Lo que acababa de ocurrir, no era el primer signo de que en Israel sucedían cosas extrañas. Todo había comenzado hacía doce días, la noche en que una luz azul, gigantesca, había surcado el cielo con lentitud, para detenerse por tres noches, unos decían que sobre Betania, otros que sobre Betlejem, otros que sobre el monte Hebrón… Desde entonces, se habían desatado calamidades y prodigios por doquier, y la gente andaba alelada como ante la inminencia de un cataclismo natural, o peor aún, como ante un cambio de humor de Herodes el Grande, matador de inocentes, y hasta de su propia mujer e hijos. “Al menos ese criminal no es hebreo, sino un bárbaro idumeo”, murmuraban entre sí los judíos en las sinagogas, las tabernas, los lupanares, y en todo lugar. Herodes sabía esto y, cada tanto, ordenaba una degollina para castigar a ese “pueblo maldito e ingrato”.
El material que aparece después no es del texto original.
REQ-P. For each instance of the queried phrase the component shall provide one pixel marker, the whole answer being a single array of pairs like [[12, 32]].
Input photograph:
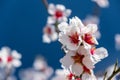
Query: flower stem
[[45, 2]]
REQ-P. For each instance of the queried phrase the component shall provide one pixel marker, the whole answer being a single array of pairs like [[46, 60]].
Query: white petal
[[92, 28], [63, 26], [16, 63], [51, 20], [102, 3], [46, 39], [77, 69], [99, 54], [62, 19], [76, 22], [87, 61], [16, 55], [51, 9], [60, 7], [97, 35], [54, 36], [68, 12], [67, 61], [87, 76]]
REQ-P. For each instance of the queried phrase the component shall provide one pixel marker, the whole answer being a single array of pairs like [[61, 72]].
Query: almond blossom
[[62, 74], [75, 33], [93, 20], [79, 43], [102, 3], [50, 34], [58, 13]]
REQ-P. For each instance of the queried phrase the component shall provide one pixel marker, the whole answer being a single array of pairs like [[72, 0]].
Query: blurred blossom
[[9, 58], [61, 74], [102, 3], [93, 20], [58, 13], [50, 34], [117, 41], [40, 71], [109, 71]]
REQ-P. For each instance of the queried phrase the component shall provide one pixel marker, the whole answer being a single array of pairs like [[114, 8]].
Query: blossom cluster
[[58, 13], [79, 45]]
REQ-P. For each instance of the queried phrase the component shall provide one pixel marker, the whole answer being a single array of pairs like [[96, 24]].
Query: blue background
[[22, 22]]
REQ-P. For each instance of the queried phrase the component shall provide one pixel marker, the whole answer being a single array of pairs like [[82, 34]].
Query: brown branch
[[45, 2]]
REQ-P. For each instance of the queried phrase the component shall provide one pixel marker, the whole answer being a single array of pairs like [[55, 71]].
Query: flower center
[[9, 59], [86, 70], [48, 30], [89, 39], [92, 50], [58, 14], [70, 76], [74, 38], [78, 58]]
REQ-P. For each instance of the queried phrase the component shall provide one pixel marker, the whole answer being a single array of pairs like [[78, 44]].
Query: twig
[[45, 2]]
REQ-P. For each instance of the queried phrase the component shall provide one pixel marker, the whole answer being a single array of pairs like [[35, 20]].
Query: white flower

—¡Qué te sucede, mujer! —. Le gritó Esaú, esposo de Sara, a la entrada de la casa—. ¡Qué hiciste!. Algo había podido ver desde lejos—. ¡Y qué es esta lastimadura en tu brazo! —. Se rastrilló la barba gris con los dedos —.

¡Ven! ¡Pasa! —. Antes de cerrar la puerta, miró hacia todos lados. En el espejo curvo de sus ojos saltones se reflejaron las gentes, la calleja, y un anciano que pasaba con su asno cargado con gavillas de cebada—. ¿Por qué volviste como loca sin el cántaro, ni el cubo, ni la cuerda? —. Le reprochó a su esposa, que se había puesto a atizar el fuego del horno

—. ¡Mujer! ¡Te estoy hablando! —. Y le aferró el brazo para que lo atendiera.

—¿Por qué dejé caer el cántaro? —dijo Sara, sin soltar el atizador. La llama del horno se alzó y agitó epiléptica. Su perfil resplandeció como iluminado por un robledal en llamas.